前記バニラ香料に含まれる成分としては、特に制限はなく、目的に応じて適宜選択することができ、例えば、バニリン、エチルバニリンなどが挙げられる。
前記バニラ香料は、公知の方法により製造したものを使用してもよいし、市販品を使用してもよい。
前記市販品の具体例としては、バニリン(和光純薬工業株式会社製)、エチルバニリン(株式会社永廣堂本店製)、バニラミクロン(高砂香料工業株式会社製)などが挙げられる。
前記バニラ香料の前記医薬組成物における含有量としては、特に制限はなく、目的に応じて適宜選択することができるが、医薬組成物におけるビルダグリプチンの特有の臭いをより抑制することができる点で、前記ビルダグリプチン100質量部に対し、0.1質量部以上が好ましく、0.2質量部以上がより好ましく、0.3質量部以上1.0質量部以下が更に好ましく、0.4質量部以上0.7質量部以下が特に好ましい。
【0015】
−マルトール系香料−
前記マルトール系香料は、マルトール、エチルマルトール、及びイソマルトールからなる群から選択される少なくとも1種の香料をいう。

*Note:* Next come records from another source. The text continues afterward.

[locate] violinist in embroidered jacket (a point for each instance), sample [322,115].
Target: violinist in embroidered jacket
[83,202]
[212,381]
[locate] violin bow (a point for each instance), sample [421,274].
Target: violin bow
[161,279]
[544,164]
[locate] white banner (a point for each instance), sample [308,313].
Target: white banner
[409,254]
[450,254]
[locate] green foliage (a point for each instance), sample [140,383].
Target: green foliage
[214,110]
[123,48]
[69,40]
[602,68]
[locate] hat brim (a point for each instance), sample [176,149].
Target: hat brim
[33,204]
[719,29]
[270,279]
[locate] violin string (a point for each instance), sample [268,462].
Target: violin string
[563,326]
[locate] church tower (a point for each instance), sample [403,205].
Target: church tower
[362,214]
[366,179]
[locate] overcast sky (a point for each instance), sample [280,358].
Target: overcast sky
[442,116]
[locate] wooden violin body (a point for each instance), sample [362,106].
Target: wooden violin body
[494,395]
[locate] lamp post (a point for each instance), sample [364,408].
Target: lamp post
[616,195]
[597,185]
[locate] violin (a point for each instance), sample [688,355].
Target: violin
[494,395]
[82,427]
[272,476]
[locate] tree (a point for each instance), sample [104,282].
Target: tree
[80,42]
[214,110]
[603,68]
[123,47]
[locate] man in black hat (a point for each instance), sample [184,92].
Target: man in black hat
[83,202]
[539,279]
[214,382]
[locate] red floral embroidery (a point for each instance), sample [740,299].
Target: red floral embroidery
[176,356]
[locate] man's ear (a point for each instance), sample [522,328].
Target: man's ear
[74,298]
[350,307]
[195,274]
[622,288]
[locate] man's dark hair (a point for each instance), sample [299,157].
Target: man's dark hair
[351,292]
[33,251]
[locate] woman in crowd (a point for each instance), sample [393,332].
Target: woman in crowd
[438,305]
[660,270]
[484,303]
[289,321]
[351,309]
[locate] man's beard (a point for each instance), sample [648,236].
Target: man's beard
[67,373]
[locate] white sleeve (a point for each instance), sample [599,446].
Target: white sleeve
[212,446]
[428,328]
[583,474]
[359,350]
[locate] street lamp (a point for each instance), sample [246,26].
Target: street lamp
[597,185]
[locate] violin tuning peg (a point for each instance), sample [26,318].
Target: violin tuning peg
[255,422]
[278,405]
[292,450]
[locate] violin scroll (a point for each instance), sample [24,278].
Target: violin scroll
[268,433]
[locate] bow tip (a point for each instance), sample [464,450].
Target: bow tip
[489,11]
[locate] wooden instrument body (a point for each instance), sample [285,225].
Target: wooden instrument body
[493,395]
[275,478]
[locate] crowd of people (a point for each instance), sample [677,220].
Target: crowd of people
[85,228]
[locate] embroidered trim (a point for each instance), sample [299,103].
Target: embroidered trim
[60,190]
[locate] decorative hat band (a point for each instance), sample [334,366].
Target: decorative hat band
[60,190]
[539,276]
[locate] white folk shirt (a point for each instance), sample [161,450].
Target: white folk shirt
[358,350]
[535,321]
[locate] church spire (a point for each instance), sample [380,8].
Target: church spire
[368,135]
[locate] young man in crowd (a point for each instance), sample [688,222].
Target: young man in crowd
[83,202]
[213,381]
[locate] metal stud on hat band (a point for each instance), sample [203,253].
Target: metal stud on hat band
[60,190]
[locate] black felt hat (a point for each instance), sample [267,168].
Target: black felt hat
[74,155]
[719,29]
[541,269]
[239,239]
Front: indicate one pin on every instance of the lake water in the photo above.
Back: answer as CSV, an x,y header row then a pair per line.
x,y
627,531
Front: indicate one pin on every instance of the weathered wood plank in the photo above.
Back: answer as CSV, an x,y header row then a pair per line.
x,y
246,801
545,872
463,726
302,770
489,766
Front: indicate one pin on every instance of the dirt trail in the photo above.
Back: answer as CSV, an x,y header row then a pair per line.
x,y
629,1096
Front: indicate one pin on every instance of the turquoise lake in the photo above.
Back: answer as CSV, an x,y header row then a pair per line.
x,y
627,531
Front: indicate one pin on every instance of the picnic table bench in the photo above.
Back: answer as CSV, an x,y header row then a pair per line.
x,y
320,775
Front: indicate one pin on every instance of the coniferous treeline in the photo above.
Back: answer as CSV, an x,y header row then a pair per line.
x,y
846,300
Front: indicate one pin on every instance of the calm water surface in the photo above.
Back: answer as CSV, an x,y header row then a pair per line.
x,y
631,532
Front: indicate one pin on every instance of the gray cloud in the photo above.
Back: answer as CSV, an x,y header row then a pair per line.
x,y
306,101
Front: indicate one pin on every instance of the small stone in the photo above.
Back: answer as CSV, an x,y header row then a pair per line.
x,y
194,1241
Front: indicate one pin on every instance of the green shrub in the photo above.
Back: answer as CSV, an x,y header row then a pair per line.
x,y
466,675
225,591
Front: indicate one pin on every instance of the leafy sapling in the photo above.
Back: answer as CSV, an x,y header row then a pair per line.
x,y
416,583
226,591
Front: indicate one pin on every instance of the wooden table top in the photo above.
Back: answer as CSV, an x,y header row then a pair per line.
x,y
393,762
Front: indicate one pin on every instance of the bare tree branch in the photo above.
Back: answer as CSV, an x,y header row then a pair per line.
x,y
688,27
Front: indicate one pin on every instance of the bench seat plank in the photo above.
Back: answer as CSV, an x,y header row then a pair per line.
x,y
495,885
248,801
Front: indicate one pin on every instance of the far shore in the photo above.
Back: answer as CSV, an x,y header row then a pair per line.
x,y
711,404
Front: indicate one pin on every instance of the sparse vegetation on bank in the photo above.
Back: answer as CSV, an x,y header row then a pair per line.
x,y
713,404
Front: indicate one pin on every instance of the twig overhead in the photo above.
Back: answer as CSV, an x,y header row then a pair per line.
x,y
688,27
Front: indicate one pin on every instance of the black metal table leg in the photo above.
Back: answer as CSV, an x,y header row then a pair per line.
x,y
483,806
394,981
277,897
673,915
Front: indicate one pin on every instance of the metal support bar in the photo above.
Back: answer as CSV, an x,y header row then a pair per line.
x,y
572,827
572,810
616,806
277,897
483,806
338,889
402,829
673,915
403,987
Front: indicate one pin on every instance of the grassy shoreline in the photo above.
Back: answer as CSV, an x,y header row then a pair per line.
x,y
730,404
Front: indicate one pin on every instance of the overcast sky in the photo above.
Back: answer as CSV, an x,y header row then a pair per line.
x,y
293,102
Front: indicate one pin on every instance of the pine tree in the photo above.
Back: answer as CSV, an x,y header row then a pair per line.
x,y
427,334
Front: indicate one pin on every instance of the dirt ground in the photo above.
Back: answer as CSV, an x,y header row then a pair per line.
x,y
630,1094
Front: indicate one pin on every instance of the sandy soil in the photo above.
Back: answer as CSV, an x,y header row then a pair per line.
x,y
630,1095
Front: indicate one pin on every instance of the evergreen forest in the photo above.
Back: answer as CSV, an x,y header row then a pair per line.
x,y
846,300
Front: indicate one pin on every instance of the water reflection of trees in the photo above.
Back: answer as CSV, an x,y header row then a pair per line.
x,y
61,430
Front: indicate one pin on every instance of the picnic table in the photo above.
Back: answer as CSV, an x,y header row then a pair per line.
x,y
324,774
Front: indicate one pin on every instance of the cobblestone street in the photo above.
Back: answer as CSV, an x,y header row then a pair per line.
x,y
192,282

前記マルトール系香料は、公知の方法により製造したものを使用してもよいし、市販品を使用してもよい。
前記市販品の具体例としては、マルトール(小川香料株式会社製)、エチルマルトール(小川香料株式会社製)などが挙げられる。
前記マルトール系香料の前記医薬組成物における含有量としては、特に制限はなく、目的に応じて適宜選択することができるが、医薬組成物におけるビルダグリプチンの特有の臭いをより抑制することができる点で、前記ビルダグリプチン100質量部に対し、0.01質量部以上が好ましく、0.05質量部以上1.0質量部以下がより好ましく、0.08質量部以上0.7質量部以下が特に好ましい。
【0016】
−ヨーグルト香料−
前記ヨーグルト香料は、匂いをかいだときにヨーグルトを想起させる香料をいう。
前記ヨーグルト香料に含まれる成分としては、特に制限はなく、目的に応じて適宜選択することができ、例えば、アセトアルデヒド、ジアセチル、アセトイン、酢酸などの有機酸、2−ヘプタノンなどのメチルケトン類などが挙げられる。
前記ヨーグルト香料は、公知の方法により製造したものを使用してもよいし、市販品を使用してもよい。
前記市販品の具体例としては、ヨーグルトコートン(小川香料株式会社製)、ヨーグルトミクロン(高砂香料工業株式会社製)などが挙げられる。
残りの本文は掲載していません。